July 6th, 2009 Who are Life’s Real Winners?
While we are all so preoccupied with the next purchase, our next sexual conquest, our next holiday, what is it that we are not doing?
Thinking!
We keep ourselves engaged. We keep ourselves busy. We write to-do lists for ourselves and then frantically go about completing them. Those terrifying gaps between one activity and another are eliminated, as we squeeze more and more doing into each day.
It reminds me of Lidio, an old cabinetmaker from Friuli. Lidio would arrive to work each day at exactly the same time; a quarter to seven and slowly and purposefully, he would unload his tools and machinery from his truck. Next, he would methodically set up in the house and start work.

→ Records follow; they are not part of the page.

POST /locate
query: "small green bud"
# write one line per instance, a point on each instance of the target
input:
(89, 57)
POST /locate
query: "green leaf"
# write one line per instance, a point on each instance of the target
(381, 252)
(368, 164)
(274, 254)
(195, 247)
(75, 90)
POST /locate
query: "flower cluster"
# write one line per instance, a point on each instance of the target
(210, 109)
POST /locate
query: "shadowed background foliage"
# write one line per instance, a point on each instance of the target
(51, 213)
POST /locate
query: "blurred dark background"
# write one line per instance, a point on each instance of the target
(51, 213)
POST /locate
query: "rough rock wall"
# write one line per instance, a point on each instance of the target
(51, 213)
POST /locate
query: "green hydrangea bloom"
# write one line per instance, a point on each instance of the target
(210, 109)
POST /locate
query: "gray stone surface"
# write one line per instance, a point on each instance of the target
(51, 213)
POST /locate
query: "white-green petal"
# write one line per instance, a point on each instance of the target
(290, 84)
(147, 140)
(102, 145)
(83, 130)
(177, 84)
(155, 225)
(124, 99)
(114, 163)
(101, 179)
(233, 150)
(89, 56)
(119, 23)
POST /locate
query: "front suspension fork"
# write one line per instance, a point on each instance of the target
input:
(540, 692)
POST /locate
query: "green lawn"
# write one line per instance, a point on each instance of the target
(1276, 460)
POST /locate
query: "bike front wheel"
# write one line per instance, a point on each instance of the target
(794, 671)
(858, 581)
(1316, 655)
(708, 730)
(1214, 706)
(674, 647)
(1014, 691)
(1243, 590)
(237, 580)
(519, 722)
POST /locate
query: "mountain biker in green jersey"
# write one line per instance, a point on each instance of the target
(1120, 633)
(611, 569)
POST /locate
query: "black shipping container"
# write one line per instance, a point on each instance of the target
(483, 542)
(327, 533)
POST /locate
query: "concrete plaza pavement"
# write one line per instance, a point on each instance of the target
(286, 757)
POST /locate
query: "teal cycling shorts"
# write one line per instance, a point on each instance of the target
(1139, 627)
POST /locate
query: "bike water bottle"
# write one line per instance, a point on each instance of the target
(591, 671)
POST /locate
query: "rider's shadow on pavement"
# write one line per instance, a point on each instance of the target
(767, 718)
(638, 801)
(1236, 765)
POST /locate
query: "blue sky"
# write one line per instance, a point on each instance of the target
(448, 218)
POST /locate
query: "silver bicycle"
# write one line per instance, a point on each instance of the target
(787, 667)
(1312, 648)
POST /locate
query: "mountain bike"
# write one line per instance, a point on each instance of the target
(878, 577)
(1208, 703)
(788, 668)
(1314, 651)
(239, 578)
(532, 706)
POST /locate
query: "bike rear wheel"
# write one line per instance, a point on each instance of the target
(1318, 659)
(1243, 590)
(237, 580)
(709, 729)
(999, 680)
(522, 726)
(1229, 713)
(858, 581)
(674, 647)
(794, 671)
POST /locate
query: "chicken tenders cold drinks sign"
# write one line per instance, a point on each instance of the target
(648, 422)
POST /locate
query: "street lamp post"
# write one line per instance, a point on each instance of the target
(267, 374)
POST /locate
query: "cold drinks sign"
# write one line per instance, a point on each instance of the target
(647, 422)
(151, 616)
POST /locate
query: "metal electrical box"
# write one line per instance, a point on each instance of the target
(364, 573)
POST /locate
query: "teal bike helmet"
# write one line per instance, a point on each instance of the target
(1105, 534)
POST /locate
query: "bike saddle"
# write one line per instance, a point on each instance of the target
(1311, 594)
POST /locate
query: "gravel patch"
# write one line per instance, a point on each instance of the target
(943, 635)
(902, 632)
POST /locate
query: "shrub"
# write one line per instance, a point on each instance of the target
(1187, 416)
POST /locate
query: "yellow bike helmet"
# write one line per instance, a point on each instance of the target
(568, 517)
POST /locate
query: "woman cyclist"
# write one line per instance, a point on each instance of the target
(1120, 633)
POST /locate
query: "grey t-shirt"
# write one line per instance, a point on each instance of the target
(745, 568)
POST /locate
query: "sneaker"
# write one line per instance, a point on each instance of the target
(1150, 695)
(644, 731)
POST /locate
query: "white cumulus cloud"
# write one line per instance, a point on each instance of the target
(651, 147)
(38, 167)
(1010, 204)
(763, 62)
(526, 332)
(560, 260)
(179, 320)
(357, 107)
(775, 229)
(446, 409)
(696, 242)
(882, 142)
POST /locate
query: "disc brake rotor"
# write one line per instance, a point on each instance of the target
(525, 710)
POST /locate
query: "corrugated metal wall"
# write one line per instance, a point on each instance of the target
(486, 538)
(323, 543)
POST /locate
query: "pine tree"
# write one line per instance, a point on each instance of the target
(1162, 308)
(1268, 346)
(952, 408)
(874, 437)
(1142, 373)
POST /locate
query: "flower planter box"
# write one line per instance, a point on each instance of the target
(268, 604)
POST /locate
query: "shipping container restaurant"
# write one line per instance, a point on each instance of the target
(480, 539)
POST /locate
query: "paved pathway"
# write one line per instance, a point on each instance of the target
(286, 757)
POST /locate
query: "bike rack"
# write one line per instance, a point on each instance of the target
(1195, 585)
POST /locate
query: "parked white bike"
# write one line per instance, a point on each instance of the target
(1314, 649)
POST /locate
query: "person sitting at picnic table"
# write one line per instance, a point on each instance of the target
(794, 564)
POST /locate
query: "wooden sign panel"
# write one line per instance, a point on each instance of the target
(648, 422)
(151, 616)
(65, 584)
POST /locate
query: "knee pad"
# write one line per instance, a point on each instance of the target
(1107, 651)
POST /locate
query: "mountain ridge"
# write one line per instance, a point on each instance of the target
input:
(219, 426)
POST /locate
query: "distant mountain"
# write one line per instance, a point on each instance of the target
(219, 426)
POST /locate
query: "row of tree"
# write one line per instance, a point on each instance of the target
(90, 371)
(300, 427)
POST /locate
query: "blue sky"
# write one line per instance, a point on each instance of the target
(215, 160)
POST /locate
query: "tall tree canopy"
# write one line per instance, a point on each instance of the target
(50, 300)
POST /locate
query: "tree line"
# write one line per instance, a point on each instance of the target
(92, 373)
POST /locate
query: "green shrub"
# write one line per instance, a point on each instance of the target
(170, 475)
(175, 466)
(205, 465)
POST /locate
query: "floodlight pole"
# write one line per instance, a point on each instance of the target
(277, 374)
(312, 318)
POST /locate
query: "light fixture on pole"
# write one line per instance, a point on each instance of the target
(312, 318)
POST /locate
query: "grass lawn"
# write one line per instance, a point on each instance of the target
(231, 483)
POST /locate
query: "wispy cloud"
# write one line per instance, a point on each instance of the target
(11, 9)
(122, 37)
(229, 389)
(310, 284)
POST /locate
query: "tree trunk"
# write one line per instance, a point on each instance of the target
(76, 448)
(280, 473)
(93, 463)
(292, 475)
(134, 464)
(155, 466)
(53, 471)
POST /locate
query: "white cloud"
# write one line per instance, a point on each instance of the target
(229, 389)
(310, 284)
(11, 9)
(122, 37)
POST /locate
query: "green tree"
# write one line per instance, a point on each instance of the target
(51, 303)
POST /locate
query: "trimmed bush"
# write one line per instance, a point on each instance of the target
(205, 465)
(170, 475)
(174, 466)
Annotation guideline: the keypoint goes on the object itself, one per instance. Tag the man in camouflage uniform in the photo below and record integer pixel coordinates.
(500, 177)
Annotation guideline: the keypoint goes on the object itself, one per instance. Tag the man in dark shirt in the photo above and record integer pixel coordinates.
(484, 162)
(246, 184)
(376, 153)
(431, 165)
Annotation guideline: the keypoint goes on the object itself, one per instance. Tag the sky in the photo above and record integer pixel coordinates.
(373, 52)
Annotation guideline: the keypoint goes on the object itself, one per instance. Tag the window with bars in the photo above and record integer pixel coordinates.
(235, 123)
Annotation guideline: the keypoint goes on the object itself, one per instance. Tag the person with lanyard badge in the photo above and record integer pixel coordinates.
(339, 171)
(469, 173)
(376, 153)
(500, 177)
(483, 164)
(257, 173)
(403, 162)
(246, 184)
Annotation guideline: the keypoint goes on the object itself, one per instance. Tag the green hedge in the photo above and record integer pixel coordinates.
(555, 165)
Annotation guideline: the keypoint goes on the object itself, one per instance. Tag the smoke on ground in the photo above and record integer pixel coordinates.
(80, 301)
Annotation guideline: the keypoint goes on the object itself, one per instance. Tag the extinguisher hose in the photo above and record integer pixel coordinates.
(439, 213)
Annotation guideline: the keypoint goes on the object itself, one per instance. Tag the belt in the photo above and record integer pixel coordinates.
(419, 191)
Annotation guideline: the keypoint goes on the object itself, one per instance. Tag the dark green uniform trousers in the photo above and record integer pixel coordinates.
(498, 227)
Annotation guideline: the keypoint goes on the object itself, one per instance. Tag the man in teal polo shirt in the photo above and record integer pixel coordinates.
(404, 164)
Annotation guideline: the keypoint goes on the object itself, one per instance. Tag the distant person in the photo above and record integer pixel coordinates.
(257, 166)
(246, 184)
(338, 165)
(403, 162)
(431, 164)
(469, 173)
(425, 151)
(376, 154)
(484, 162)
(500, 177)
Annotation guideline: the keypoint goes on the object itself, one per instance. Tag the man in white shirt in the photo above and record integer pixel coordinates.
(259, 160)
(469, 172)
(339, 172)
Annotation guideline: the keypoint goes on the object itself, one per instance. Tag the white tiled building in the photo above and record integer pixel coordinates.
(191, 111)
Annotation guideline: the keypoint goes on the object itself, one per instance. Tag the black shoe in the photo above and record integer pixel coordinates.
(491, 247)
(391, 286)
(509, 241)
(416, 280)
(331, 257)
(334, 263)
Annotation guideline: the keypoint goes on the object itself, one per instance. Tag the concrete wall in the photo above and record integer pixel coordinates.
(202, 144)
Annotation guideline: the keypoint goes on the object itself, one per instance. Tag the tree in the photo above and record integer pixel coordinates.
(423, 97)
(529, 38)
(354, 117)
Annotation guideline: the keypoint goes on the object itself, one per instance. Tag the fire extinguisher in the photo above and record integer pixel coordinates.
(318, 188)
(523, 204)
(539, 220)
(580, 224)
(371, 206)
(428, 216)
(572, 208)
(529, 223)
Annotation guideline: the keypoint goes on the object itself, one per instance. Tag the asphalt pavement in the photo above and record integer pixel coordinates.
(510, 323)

Lidio would work steadily at an even pace; his movements perfectly synchronized in a slow ballet, until his morning break. After eating his apple, he would continue straight through to lunch, which was always a panini with some fruit afterwards. He repeated the process in the afternoon until it was time to quit, when he replaced his tools in his truck, in the same slow deliberate way in which he had unloaded them. He repeated this routine each day for several weeks until he finished all the cabinetry in the house.
I know it sounds dull, uneventful. However, out of this unremarkable process an amazing amount of the most exquisite cabinetry was produced. Lidio was in his fifties at the time and the intervening 20 years I have not seen any 30 year old that could hold a candle to him in precision or speed.
Was Lidio a happy man? Far from it! His wife suffered from a disabling illness, and his marriage was an unhappy one. He had a very shy and good-hearted daughter, Carina, whom he loved very much. He worried for Carina, fearing for how someone so soft hearted would be likely to make out in this world.
Lidio had had several business partners over the years all of whom had swindled him in one way or another.
So, in the end, is Lidio a winner, or a loser in the game? One can hardly call him a winner. His life reads more like a character out of a Dickens novel, rather than someone you are likely to see on ” Livestyles of the Rich and Famous.” Lidio has neither power, influence, nor happiness. So logic tells us, he must be a loser. Yet, would you consider a man who devoted his life to his work and his family, and produced an extraordinary amount of the most exquisite cabinetry, a loser?
I am not just asking this question rhetorically – I would really like to know!